A desesperada investida da França por mais controles sobre as commodities agrícolas, ao lado das recentes vitórias do Brasil na Organização Mundial do Comércio (OMC) contra subsídios ilegais dos Estados Unidos, confirma o vigor da agricultura nacional. Para especialistas, os subsídios bilionários americanos e europeus cedidos a produtores locais levarão tempo para serem totalmente derrubados. Mas, em outra frente, a crescente competitividade do Brasil nos mercados exportadores continuará abrindo novas brechas nas barreiras aos países emergentes.

Aos olhos de Bibiana Garcia, consultora do escritório Buranello Passos, a proposta do presidente francês Nicolas Sarkozy de criar estoques reguladores globais revela pressões não apenas de pequenos agricultores, mas também de grandes multinacionais. Ela lembra que o Brasil tem 25 protestos encaminhados à OMC, dos quais 11 são contenciosos envolvendo o agronegócio.

Tática

Além da vitória histórica no caso do algodão, que provocou um acordo brasileiro com os EUA, há outros voltados para café e açúcar. "Começa a surgir uma nova tática de subsídios, por meio dos quais organizações não governamentais são financiadas por governos para denunciar supostas práticas condenáveis da agricultura do Brasil", mapeia o consultor André Passos.
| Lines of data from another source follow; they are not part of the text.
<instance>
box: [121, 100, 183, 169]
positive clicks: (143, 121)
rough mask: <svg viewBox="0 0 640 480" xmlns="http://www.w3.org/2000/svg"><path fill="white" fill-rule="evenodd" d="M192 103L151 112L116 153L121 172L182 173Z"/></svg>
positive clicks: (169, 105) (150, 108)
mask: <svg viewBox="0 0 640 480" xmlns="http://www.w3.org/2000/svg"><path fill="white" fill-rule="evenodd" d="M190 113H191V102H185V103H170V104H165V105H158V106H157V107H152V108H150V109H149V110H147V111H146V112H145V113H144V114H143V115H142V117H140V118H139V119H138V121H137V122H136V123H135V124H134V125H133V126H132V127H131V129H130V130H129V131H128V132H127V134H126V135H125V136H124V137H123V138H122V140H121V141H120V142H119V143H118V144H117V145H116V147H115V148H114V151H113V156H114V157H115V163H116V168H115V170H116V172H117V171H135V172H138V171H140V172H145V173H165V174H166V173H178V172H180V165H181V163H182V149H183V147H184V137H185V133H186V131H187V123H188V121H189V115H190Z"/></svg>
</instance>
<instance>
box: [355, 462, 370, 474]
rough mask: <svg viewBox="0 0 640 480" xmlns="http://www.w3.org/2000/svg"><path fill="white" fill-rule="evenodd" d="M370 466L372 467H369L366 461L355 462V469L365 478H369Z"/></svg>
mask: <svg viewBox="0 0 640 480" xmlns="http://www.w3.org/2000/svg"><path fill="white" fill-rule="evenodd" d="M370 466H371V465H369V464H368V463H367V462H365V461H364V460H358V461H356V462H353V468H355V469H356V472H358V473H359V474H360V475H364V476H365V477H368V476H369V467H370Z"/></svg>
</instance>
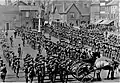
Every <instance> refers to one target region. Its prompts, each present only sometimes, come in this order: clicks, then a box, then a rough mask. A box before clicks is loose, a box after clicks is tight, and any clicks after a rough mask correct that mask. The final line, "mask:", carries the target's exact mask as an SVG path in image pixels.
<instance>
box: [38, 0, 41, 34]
mask: <svg viewBox="0 0 120 83" xmlns="http://www.w3.org/2000/svg"><path fill="white" fill-rule="evenodd" d="M38 12H39V15H38V19H39V24H38V32H41V6H40V1H39V10H38Z"/></svg>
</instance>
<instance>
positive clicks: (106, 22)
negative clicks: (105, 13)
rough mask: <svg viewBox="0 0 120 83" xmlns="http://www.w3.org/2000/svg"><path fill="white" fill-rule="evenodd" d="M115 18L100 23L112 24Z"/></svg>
mask: <svg viewBox="0 0 120 83" xmlns="http://www.w3.org/2000/svg"><path fill="white" fill-rule="evenodd" d="M113 21H114V20H104V21H103V22H101V23H99V24H110V23H111V22H113Z"/></svg>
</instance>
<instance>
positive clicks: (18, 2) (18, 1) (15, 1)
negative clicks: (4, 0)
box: [12, 1, 27, 6]
mask: <svg viewBox="0 0 120 83" xmlns="http://www.w3.org/2000/svg"><path fill="white" fill-rule="evenodd" d="M12 5H14V6H15V5H17V6H18V5H27V3H25V2H23V1H15V2H13V3H12Z"/></svg>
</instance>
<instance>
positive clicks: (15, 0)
mask: <svg viewBox="0 0 120 83" xmlns="http://www.w3.org/2000/svg"><path fill="white" fill-rule="evenodd" d="M11 1H12V2H14V1H17V0H11ZM21 1H26V0H21ZM0 4H1V5H4V4H5V0H0Z"/></svg>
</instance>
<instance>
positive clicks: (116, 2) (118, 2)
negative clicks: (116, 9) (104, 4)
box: [107, 0, 119, 5]
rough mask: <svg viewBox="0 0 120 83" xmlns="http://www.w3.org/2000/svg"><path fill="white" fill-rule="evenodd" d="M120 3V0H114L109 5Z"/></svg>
mask: <svg viewBox="0 0 120 83" xmlns="http://www.w3.org/2000/svg"><path fill="white" fill-rule="evenodd" d="M118 4H119V0H112V1H111V2H109V3H108V4H107V5H118Z"/></svg>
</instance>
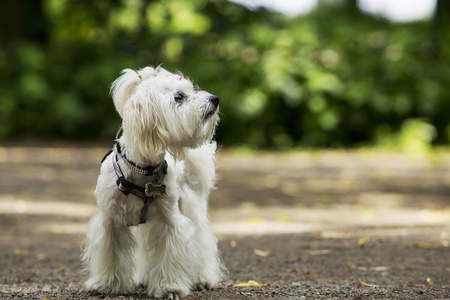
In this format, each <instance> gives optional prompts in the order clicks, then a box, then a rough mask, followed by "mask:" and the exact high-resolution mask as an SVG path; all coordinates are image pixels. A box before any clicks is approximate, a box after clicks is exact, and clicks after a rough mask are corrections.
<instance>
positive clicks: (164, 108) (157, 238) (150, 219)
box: [82, 67, 225, 298]
mask: <svg viewBox="0 0 450 300" xmlns="http://www.w3.org/2000/svg"><path fill="white" fill-rule="evenodd" d="M179 92H182V93H183V94H184V95H186V98H185V99H184V101H183V102H182V103H177V102H176V101H175V100H174V95H175V94H176V93H179ZM111 93H112V97H113V100H114V105H115V107H116V109H117V112H118V113H119V114H120V116H121V117H122V119H123V124H122V129H123V134H122V136H121V137H120V138H119V139H118V141H119V142H120V144H121V146H122V151H123V153H124V154H125V155H126V156H127V158H128V159H130V160H132V161H134V162H136V163H137V164H139V165H142V166H143V165H148V164H151V165H157V164H158V163H160V162H162V161H164V159H165V160H166V161H167V163H168V174H167V175H166V176H165V178H164V184H165V185H166V189H167V195H166V196H164V197H156V198H155V200H154V201H153V203H151V204H150V206H149V209H148V212H147V222H146V223H145V224H141V225H139V226H135V227H127V224H128V225H129V224H132V225H138V224H139V215H140V212H141V208H142V207H143V202H142V200H141V199H140V198H137V197H136V196H134V195H131V194H130V195H128V196H125V195H124V194H122V193H121V192H120V191H119V190H118V188H117V186H116V180H117V176H116V174H115V172H114V169H113V166H112V156H111V155H114V153H113V154H110V155H109V156H108V157H107V158H106V159H105V161H104V162H103V164H102V166H101V170H100V176H99V178H98V182H97V188H96V190H95V193H94V194H95V196H96V198H97V204H98V207H99V213H98V214H97V215H96V216H94V217H93V218H92V220H91V221H90V222H89V225H88V232H87V236H86V245H85V248H84V251H83V254H82V260H83V262H84V263H85V266H86V269H87V270H88V272H89V278H88V280H87V281H86V283H85V286H86V288H88V289H89V290H96V291H99V292H102V293H112V294H118V293H125V292H127V291H129V290H130V289H132V288H133V287H134V286H135V285H136V284H143V285H144V286H146V287H147V290H148V293H149V295H150V296H153V297H157V298H161V297H184V296H186V295H187V294H189V292H190V290H191V289H192V288H193V286H194V285H196V284H201V285H203V286H205V287H208V288H211V287H213V286H214V285H215V284H216V283H218V282H219V281H220V280H222V279H223V273H224V270H225V268H224V267H223V265H222V262H221V259H220V257H219V253H218V249H217V239H216V237H215V236H214V234H213V232H212V230H211V224H210V222H209V220H208V216H207V206H208V197H209V193H210V190H211V189H212V188H213V187H214V183H215V167H214V153H215V150H216V144H215V142H212V141H211V139H212V137H213V134H214V131H215V127H216V125H217V122H218V120H219V118H218V115H217V112H218V108H217V109H216V107H215V105H213V103H212V102H211V96H212V95H211V94H209V93H207V92H204V91H197V90H196V89H195V88H194V86H193V85H192V83H191V82H190V81H189V80H187V79H184V78H182V76H180V75H174V74H171V73H169V72H167V71H166V70H164V69H163V68H160V67H159V68H151V67H146V68H144V69H141V70H139V71H137V72H135V71H133V70H129V69H126V70H124V71H123V72H122V75H121V76H120V77H119V78H118V79H117V80H116V81H115V82H114V83H113V85H112V88H111ZM213 112H214V114H212V113H213ZM208 114H210V116H208V117H205V116H207V115H208ZM119 165H120V167H121V169H122V171H123V173H124V175H125V177H126V179H127V180H128V181H131V182H133V183H134V184H136V185H139V186H144V185H145V183H146V182H147V181H148V179H147V178H146V177H145V176H142V175H139V174H138V173H136V172H135V171H133V170H131V169H130V168H129V167H128V165H127V164H125V163H124V162H123V161H122V160H121V159H119Z"/></svg>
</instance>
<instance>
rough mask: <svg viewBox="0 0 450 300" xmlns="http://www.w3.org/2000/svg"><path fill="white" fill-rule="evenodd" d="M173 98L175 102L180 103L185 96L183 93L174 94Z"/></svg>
mask: <svg viewBox="0 0 450 300" xmlns="http://www.w3.org/2000/svg"><path fill="white" fill-rule="evenodd" d="M173 98H174V99H175V102H177V103H181V102H183V100H184V98H186V96H185V95H184V94H183V93H176V94H175V96H174V97H173Z"/></svg>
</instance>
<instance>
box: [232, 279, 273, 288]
mask: <svg viewBox="0 0 450 300" xmlns="http://www.w3.org/2000/svg"><path fill="white" fill-rule="evenodd" d="M234 286H235V287H246V286H278V285H277V284H273V283H258V282H256V281H254V280H249V281H248V282H241V283H237V284H235V285H234Z"/></svg>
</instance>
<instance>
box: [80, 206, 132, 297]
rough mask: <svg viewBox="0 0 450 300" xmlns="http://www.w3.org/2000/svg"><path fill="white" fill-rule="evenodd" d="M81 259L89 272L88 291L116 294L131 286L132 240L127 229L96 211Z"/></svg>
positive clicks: (91, 221)
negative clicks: (84, 263) (93, 291)
mask: <svg viewBox="0 0 450 300" xmlns="http://www.w3.org/2000/svg"><path fill="white" fill-rule="evenodd" d="M86 238H87V244H86V247H85V249H84V252H83V256H82V259H83V261H84V263H85V266H86V269H87V271H88V272H89V278H88V280H87V281H86V283H85V284H84V285H85V287H86V288H87V289H88V290H95V291H98V292H101V293H112V294H119V293H124V292H126V291H127V290H129V289H130V288H131V286H132V275H133V274H132V273H133V266H134V260H133V254H132V249H133V246H134V239H133V236H132V235H131V233H130V229H129V228H128V227H126V226H123V225H117V224H114V222H113V221H111V220H107V219H105V218H104V216H103V215H102V214H101V213H99V214H97V215H96V216H94V217H93V218H92V219H91V221H90V222H89V225H88V230H87V236H86Z"/></svg>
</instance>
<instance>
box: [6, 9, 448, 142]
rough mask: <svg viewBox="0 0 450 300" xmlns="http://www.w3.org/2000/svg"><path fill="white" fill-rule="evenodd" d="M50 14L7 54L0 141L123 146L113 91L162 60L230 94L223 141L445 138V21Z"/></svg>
mask: <svg viewBox="0 0 450 300" xmlns="http://www.w3.org/2000/svg"><path fill="white" fill-rule="evenodd" d="M32 2H33V1H32V0H29V1H28V2H24V3H29V4H28V8H30V9H31V8H32V5H31V4H30V3H32ZM35 2H39V1H35ZM40 7H41V10H33V11H31V12H30V14H32V15H38V17H36V18H27V19H25V22H28V23H26V24H23V26H25V25H26V26H27V27H26V28H33V26H34V25H36V24H33V20H34V21H36V20H38V21H39V22H41V23H42V20H44V21H45V22H44V23H45V24H46V26H45V27H43V28H44V29H42V30H43V32H44V34H42V35H41V36H39V37H38V38H36V37H30V36H26V35H22V36H18V37H15V36H10V37H9V39H8V40H7V41H6V42H4V43H3V44H4V47H2V48H1V49H0V71H1V74H2V75H0V76H2V80H1V81H0V98H1V100H0V137H1V138H16V137H20V136H23V135H25V136H30V135H31V136H38V137H41V136H46V137H53V138H65V139H99V138H100V139H113V138H114V137H115V133H116V131H117V129H118V127H119V125H120V120H119V118H118V116H117V114H116V112H115V111H114V108H113V105H112V101H111V99H110V98H109V95H108V89H109V85H110V84H111V82H112V81H113V80H114V79H115V78H116V77H117V76H118V75H119V72H120V70H122V69H124V68H140V67H144V66H147V65H159V64H161V63H162V64H163V66H164V67H165V68H168V69H178V70H180V71H181V72H183V73H184V74H185V75H186V76H188V77H189V78H192V79H194V80H195V82H196V83H198V85H199V86H201V87H202V88H204V89H206V90H208V91H210V92H212V93H214V94H216V95H219V96H220V98H221V112H222V122H221V125H220V127H219V130H218V132H217V139H218V140H219V142H220V143H222V144H225V145H247V146H249V147H255V148H274V149H281V150H285V149H290V148H293V147H349V146H357V145H361V144H377V143H378V144H380V143H388V142H386V141H388V140H390V141H392V139H393V136H396V138H395V139H397V140H402V142H399V143H400V144H402V143H413V142H412V141H413V140H417V139H415V138H411V137H409V138H402V136H414V135H415V134H419V135H420V132H419V131H420V130H417V132H416V131H415V130H412V129H411V130H410V129H408V128H409V126H412V125H411V124H416V125H414V126H418V127H421V128H422V127H423V128H425V127H426V126H431V127H429V128H434V129H433V132H435V133H433V139H430V138H426V139H420V138H418V140H420V141H421V142H422V143H428V144H430V143H431V142H433V143H439V144H443V143H448V141H449V134H448V132H450V130H449V128H450V122H449V119H448V117H447V114H448V111H450V101H449V91H448V88H447V87H448V86H450V83H449V80H450V79H449V76H448V66H447V64H448V63H444V62H448V61H449V58H450V57H449V56H450V50H449V49H450V48H449V47H445V46H446V45H447V42H448V40H447V39H446V38H442V37H445V36H448V35H449V34H450V32H449V26H448V25H446V23H445V22H439V18H438V17H437V18H436V20H434V21H433V22H432V21H422V22H415V23H408V24H393V23H390V22H388V21H386V20H383V19H380V18H376V17H372V16H368V15H364V14H362V13H360V12H358V11H355V1H350V0H348V1H340V2H330V1H322V2H321V4H320V5H319V6H318V7H317V8H316V9H315V11H314V12H312V13H311V14H309V15H305V16H299V17H297V18H287V17H284V16H283V15H281V14H278V13H274V12H269V11H266V10H264V9H260V10H257V11H250V10H248V9H247V8H245V7H242V6H239V5H237V4H234V3H231V2H227V1H225V0H210V1H207V0H195V1H182V0H161V1H148V0H128V1H126V0H123V1H118V0H116V1H107V0H97V1H88V0H83V1H72V0H65V1H60V0H42V3H41V6H40ZM447 7H448V5H446V6H444V5H441V6H439V8H440V9H447ZM445 15H446V14H438V16H441V18H442V16H445ZM38 21H36V22H38ZM18 24H19V23H18ZM39 24H40V23H39ZM19 25H20V26H21V25H22V23H20V24H19ZM19 25H18V26H19ZM423 118H425V119H426V120H428V121H427V122H426V123H424V122H423V121H417V120H423ZM407 120H410V121H407ZM411 120H412V121H411ZM414 120H416V121H414ZM408 122H413V123H408ZM414 122H415V123H414ZM408 124H409V125H408ZM424 124H427V125H424ZM427 128H428V127H427ZM405 132H408V133H405ZM383 135H385V136H383ZM381 141H384V142H381ZM389 143H391V142H389Z"/></svg>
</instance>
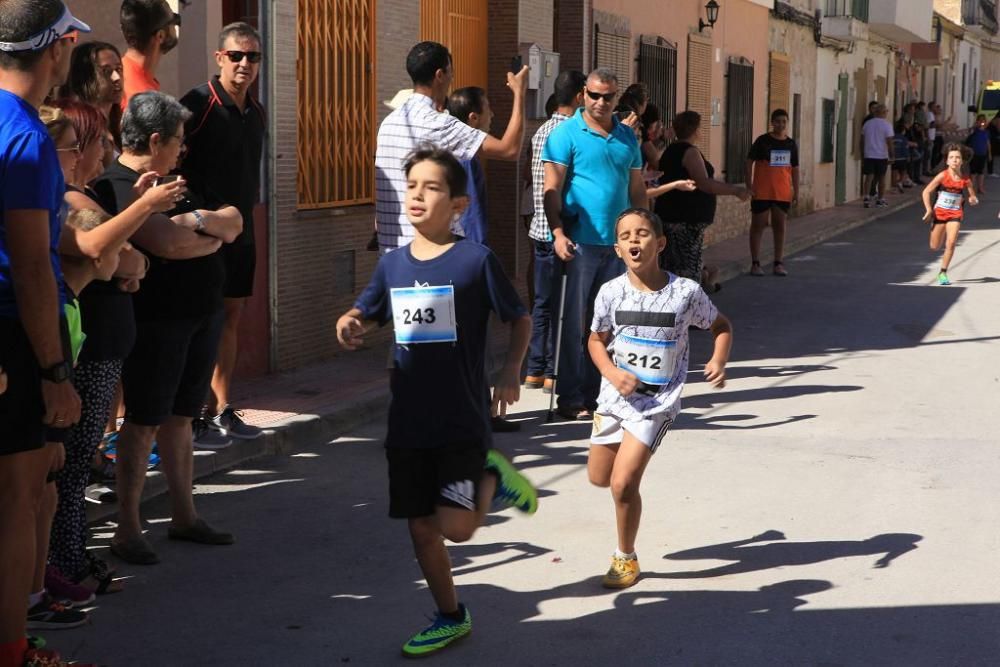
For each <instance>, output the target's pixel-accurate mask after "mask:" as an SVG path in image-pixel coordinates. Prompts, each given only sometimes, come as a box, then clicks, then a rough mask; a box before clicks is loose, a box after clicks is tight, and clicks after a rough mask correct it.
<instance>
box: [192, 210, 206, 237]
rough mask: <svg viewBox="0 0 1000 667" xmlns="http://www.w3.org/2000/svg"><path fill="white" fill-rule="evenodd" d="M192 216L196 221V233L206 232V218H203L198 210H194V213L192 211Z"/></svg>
mask: <svg viewBox="0 0 1000 667" xmlns="http://www.w3.org/2000/svg"><path fill="white" fill-rule="evenodd" d="M191 215H193V216H194V220H195V224H194V231H196V232H204V231H205V216H203V215H202V214H201V211H199V210H198V209H194V210H193V211H191Z"/></svg>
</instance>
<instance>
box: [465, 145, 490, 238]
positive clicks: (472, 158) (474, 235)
mask: <svg viewBox="0 0 1000 667" xmlns="http://www.w3.org/2000/svg"><path fill="white" fill-rule="evenodd" d="M462 166H463V167H465V175H466V177H467V178H468V185H467V186H466V190H467V191H468V194H469V205H468V206H467V207H466V209H465V211H463V212H462V217H461V223H462V229H464V230H465V238H466V239H468V240H470V241H475V242H476V243H482V244H484V245H485V244H486V175H485V174H484V173H483V165H482V163H481V162H480V161H479V158H476V157H474V158H472V159H471V160H466V161H464V162H462Z"/></svg>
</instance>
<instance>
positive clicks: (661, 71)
mask: <svg viewBox="0 0 1000 667" xmlns="http://www.w3.org/2000/svg"><path fill="white" fill-rule="evenodd" d="M639 81H641V82H643V83H644V84H646V88H647V89H648V90H649V100H650V101H651V102H652V103H653V104H655V105H656V106H657V107H659V109H660V116H661V117H662V118H663V122H664V123H665V124H667V125H669V124H670V123H672V122H673V120H674V116H675V115H676V114H677V49H676V48H675V47H672V46H669V45H664V44H658V43H650V42H646V41H643V40H640V41H639Z"/></svg>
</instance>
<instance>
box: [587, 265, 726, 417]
mask: <svg viewBox="0 0 1000 667" xmlns="http://www.w3.org/2000/svg"><path fill="white" fill-rule="evenodd" d="M668 278H669V280H668V282H667V284H666V286H664V287H663V289H661V290H658V291H656V292H642V291H640V290H637V289H636V288H635V287H633V286H632V283H630V282H629V279H628V274H625V275H622V276H619V277H618V278H615V279H614V280H610V281H608V282H606V283H605V284H604V285H602V286H601V289H600V291H599V292H598V293H597V301H596V302H595V303H594V321H593V323H592V324H591V327H590V328H591V330H592V331H595V332H598V333H601V332H605V331H610V332H611V334H612V338H611V342H610V344H609V345H608V353H609V354H610V355H611V357H612V358H614V349H615V340H616V339H617V337H618V336H620V335H623V334H624V335H626V336H639V337H642V338H652V339H657V340H666V341H676V342H677V347H676V356H675V357H674V358H675V366H674V371H673V375H672V379H671V381H670V382H669V383H668V384H665V385H662V386H661V387H660V389H659V391H658V392H657V393H656V395H655V396H647V395H644V394H640V393H637V392H634V393H632V394H631V395H630V396H628V397H625V396H622V395H621V394H620V393H618V390H617V389H615V387H614V385H612V384H611V383H610V382H609V381H608V379H607V378H604V377H602V378H601V393H600V395H599V396H598V398H597V404H598V406H597V410H598V412H603V413H605V414H613V415H615V416H616V417H618V418H619V419H621V420H623V421H639V420H642V419H644V418H646V417H650V416H652V415H656V414H666V415H667V416H669V417H670V418H671V419H673V418H674V417H676V416H677V414H678V413H679V412H680V411H681V391H682V390H683V389H684V380H685V378H686V377H687V370H688V327H690V326H693V327H696V328H698V329H707V328H709V327H710V326H711V325H712V322H714V321H715V318H716V317H718V315H719V311H718V309H717V308H716V307H715V305H714V304H713V303H712V301H711V300H710V299H709V298H708V295H707V294H705V292H704V291H703V290H702V289H701V286H700V285H699V284H698V283H697V282H695V281H693V280H689V279H687V278H680V277H678V276H675V275H674V274H672V273H670V274H668ZM648 314H652V315H654V316H653V317H649V316H648ZM644 315H645V317H644ZM642 321H647V322H654V321H655V322H656V324H657V325H660V326H643V325H637V324H629V323H630V322H642ZM667 324H669V325H671V326H663V325H667Z"/></svg>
Na semana passada, a OMC ratificou decisão favorável ao país na disputa contra o governo americano sobre medidas antidumping impostas ao suco de laranja brasileiro. Durante o prazo de 60 dias dado à Casa Branca para uma resposta à sentença, o Brasil, maior exportador mundial da bebida, espera que os americanos se adequem às regras internacionais. (SR)

Matopiba desponta

Abrangendo áreas produtoras do Maranhão, do Tocantins, do Piauí e da Bahia, a região batizada como Matopiba - junção das sílabas iniciais dos quatro estados - produziu cerca de 12,2 milhões de toneladas de grãos em 2010. A previsão para a safra atual é de um crescimento de 17%. As terras plantadas, dominadas por cerrados irrigados, tiveram ampliação de 10%. O avanço de produção e de novas lavouras já fomenta a tendência de aumento da participação dos quatro estados na produção nacional, atualmente de 15 milhões de toneladas.

Fonte: Correio Brasiliense-DF. Por Sílvio Ribas. 28 de fevereiro de 2011.